Boys, breasts and ladies without a life
There was a Twitter joke doing the rounds recently that is an apt commentary on this book: Science needs to come up with a way to turn bad books back into trees. Formerly a racy, sensationalist blog with aspirations of “outing” the “double standards” of Fantastic Plastic Life Central, aka Dubai, Ameera Al Hakawati (not her real name) has committed to print, a story.
What Hakawati gets right is presenting life in Dubai as inherently duplicitous. Large swathes of expats do arrive to reinvent their histories, forget their pasts, make tax-free cash, live the high life — for as long as their residence visas permit. The smell of petrol and trash as you arrive at the airport, the fact that you must put your jacket on indoors in over-enthusiastically airconditioned public spaces, but take it off outdoors, the rumours, the disguises, the sexy outfits under the abayas, the racing on Jumeirah Beach Road — that’s all there.
There is also a very raw, very clear image portrayed of the desperation that seems to colour all dating arenas that is a direct fallout of the oppressive, hypocritical social life in this “liberated” Islamic city.
The local men “holding up their phones” with their numbers showing for the women to surreptiously take note of. The chauvinistic attitudes of typical Arabis who will want to date the “hot chick” but want to marry their hirsute virgin cousins. The fact that if you have your car window rolled half down, you are “asking for it”.
But this is about all you can get from Desperate in Dubai. The actual story is about four women, ranging from their early twenties to their early thirties, beautiful by description, in Dubai to “start anew”. Leila is the oldest. A big-haired, breast-implanted Lebanese cliché looking for a husband with more desperation than a Sex and the City script.
Lady Luxe is half English and half aristocratic Emirati. After completing her education in London, she returns to her luxury villa, by day she sells designer abayas, by night, she dons a blonde wig, dances at clubs and has a series of one-night stands. Nadia has come to Dubai from London with Daniel, her recently converted-to-Islam hound-dog husband. Sugar is a London-bred, Gujarati-Muslim running away from a suspected honour killing of her black boyfriend.
But for a book by a woman author that relies on the intersecting lives of four women, the tale is depressingly misogynistic. The references to the men — Mr Delicious, Goldenboy, “the smooth skin and gold-flecked irises”, the lingering looks, the chance meetings, the constant romantic coincidences (no sooner does one man exit a woman’s life than another one suddenly appears, and of course, they are all instantly smitten by these women) — are reminiscent of the worst possible trashy romances.

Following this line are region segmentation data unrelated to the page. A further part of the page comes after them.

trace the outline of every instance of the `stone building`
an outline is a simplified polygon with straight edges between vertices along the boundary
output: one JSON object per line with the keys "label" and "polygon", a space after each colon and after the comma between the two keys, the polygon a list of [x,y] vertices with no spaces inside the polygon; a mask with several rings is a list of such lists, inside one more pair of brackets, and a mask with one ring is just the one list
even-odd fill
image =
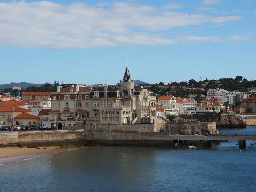
{"label": "stone building", "polygon": [[156,100],[153,93],[134,86],[126,67],[121,86],[103,85],[103,91],[87,87],[67,87],[52,93],[50,120],[57,129],[69,129],[85,124],[120,124],[156,119]]}
{"label": "stone building", "polygon": [[87,123],[140,123],[143,117],[155,122],[156,97],[147,89],[135,87],[134,83],[126,67],[120,87],[105,84],[103,91],[91,92]]}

The plotting and scheming against each other that ensues when the women’s lives tangle uncomfortably is seriously un-sisterly. Hakawati’s characters do not abide by the universal “Bros before Hoes” rule. And amidst all the sexual tension, lying, cheating, struggles for identity are anomalous references to Islam. Characters are constantly taking time off from their fractured lives to pray, talk about “God”, live righteous lives: not unimaginable in itself, but portrayed in a ridiculous manner, seemingly cut-pasted into the action.
Amidst all of this, there is also the suspicion that the author has indulged in some product-placement — store names, malls, designers, are referred to and recommended.
There is nothing to recommend this book. The writing is below par, the language is flawed at its worst, flowery at its best, the story is predictable, insipid, immature. The only saving grace is that in one scene, the author herself suggests what might become of this book: it may have the germ that could turn into the plague that is a racy Bollywood potboiler. And that is its only saving grace. Because it is far too late to turn it back into a tree.